Whitmer budget plans seek continued investment in training, certifications

Gov. Gretchen Whitmer has sent two proposed budget plans to state lawmakers this year that maintain or expand funding for skilled trades training as well as introduce new talent development programs.

The most significant item in Whitmer’s proposed fiscal year 2022 budget proposes $120 million for the Michigan Reconnect program that covers tuition for certification or associate degrees in in-demand industries for people age 25 or older.

Smaller proposals seek $3 million for a construction apprenticeship program and $1 million for the Focus: HOPE program aimed at youth and workforce development.

Since launching on Feb. 2, the Reconnect program received more than 40,000 applications from Michigan residents looking for an associate degree or skills certificate from their local community college, the state reported last month.

Officials say the program targets both the growing talent gap and the state’s aging workforce, which employers recently reported as a top concern in a fall 2019 Michigan Future Business Index Report commissioned semi-annually by the Accident Fund Insurance Co. of America and the Michigan Business Network. Of 480 employers surveyed, more than half reported having “difficulty finding qualified candidates with the right skills and talent to fill full time positions.”

Going Pro

Another key workforce development component of Whitmer’s proposed budget includes a $15 million increase for the Going Pro Talent Fund, bringing the planned investment for the next fiscal year to more than $43 million. 

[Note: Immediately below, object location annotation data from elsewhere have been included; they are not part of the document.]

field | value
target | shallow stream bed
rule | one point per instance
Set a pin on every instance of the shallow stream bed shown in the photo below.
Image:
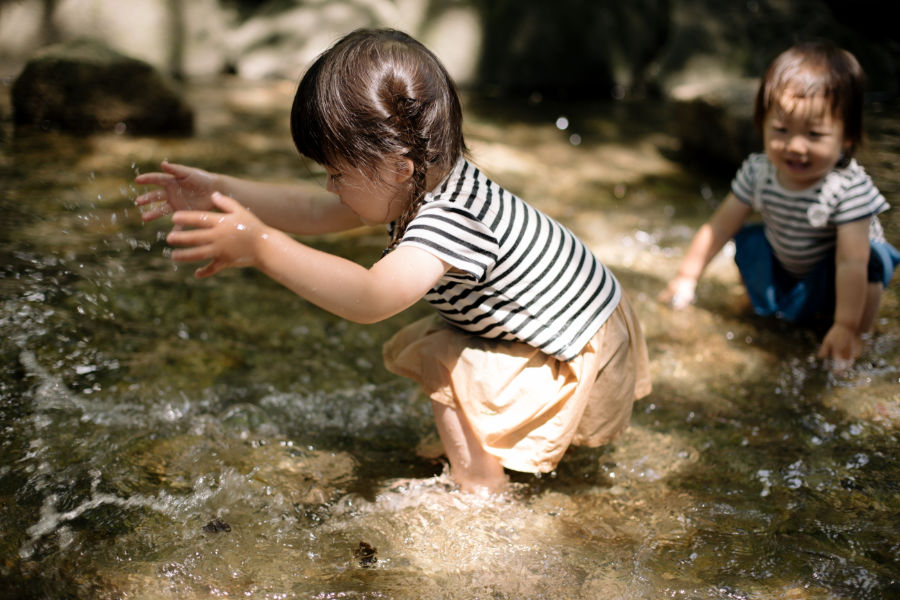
(167, 437)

Going Pro awards grants to businesses in a variety of sectors, helping to bring on new employees as well as helping existing employees gain certifications and apprenticeships. In late January, state officials announced $39 million in grants for 850 businesses that will eventually help train 30,000 workers.

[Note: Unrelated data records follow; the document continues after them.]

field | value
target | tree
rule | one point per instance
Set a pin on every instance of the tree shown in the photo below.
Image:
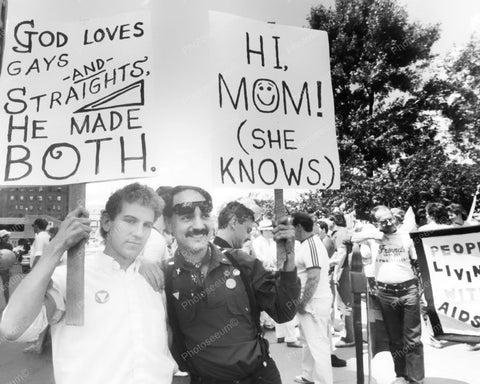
(384, 127)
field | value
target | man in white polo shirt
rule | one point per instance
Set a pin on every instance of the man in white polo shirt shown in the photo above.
(124, 338)
(315, 302)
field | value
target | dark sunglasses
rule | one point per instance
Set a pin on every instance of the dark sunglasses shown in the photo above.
(387, 221)
(188, 208)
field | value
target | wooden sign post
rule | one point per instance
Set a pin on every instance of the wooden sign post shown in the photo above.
(358, 282)
(279, 213)
(75, 300)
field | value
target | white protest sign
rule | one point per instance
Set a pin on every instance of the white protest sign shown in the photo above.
(273, 112)
(453, 260)
(75, 97)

Although the program that’s been in place since 2013 has traditionally been heavily concentrated in manufacturing, officials are seeing growing interest from the medical and construction fields, said Angie Barksdale, chief operating officer of West Michigan Works!, which helps distribute state funds to local employers.

Going Pro also is coming off a gap year as funding was redirected at the outset of the COVID-19 pandemic.

“This was our most successful year in terms of awards and applications submitted even in the midst of COVID,” Barksdale said. “In our area, we’ve seen a significant increase in health care employers applying, as well as construction. It’s really diversifying.”

Byron Center-based Buist Electric Inc. is among the construction industry companies that have received Going Pro funding in recent years. Human Resources Manager Kim Kohlhoff said Buist Electric has received more than $400,000 in grants in the four years it was selected, training roughly 175 new and existing employees in that time. It was awarded $99,745 for 2021.

The funding covers the cost of books and tuition for apprenticeship school, Kohlhoff said.

“We have noticed additional training in automation and testing specifically,” she said. “We’ve also recently diversified our audio and visual services.”

“As older trades people age out and retire, there’s going to be an ongoing need to replace them,” Kohlhoff added. “That’s a growing reality at Buist and across the industry.”

Kentwood-based contract manufacturer Autocam Medical Devices LLC has used Going Pro training funding as part of broader efforts to build a pipeline for high school students, said Human Resources Manager Kristy White. Autocam received $99,000 in this year’s funding round as it plans to add 50 machinists within the company this year.

“Skilled trades are obviously lacking workers,” White said. “Trying to get students to choose machining out of high school has probably been my biggest bottleneck. The biggest challenge is parents who think students should go to college.”

Supplemental

Separate from the upcoming fiscal year budget proposal, Whitmer in January sent lawmakers a $5.6 billion COVID-19 relief spending plan — mostly an influx of federal pandemic relief funding — that includes $5 million for clean energy job training and $6 million for “wraparound” services associated with participants in Reconnect and Futures for Frontliners, another tuition assistance program for people seeking four-year degrees.

Clean energy groups praised the $5 million pre-apprenticeship program to train unemployed or under-employed residents in the energy sector. The program comes as the clean energy sector has lost hundreds of thousands of jobs across the U.S. during the pandemic, including 31,000 in Michigan by June 2020, according to clean energy groups’ analysis of federal labor statistics.

Michigan Environmental Council President and CEO Conan Smith said in January that the energy training program is “just what we need during a pandemic that has left many people unemployed, many other underemployed and an economy struggling.”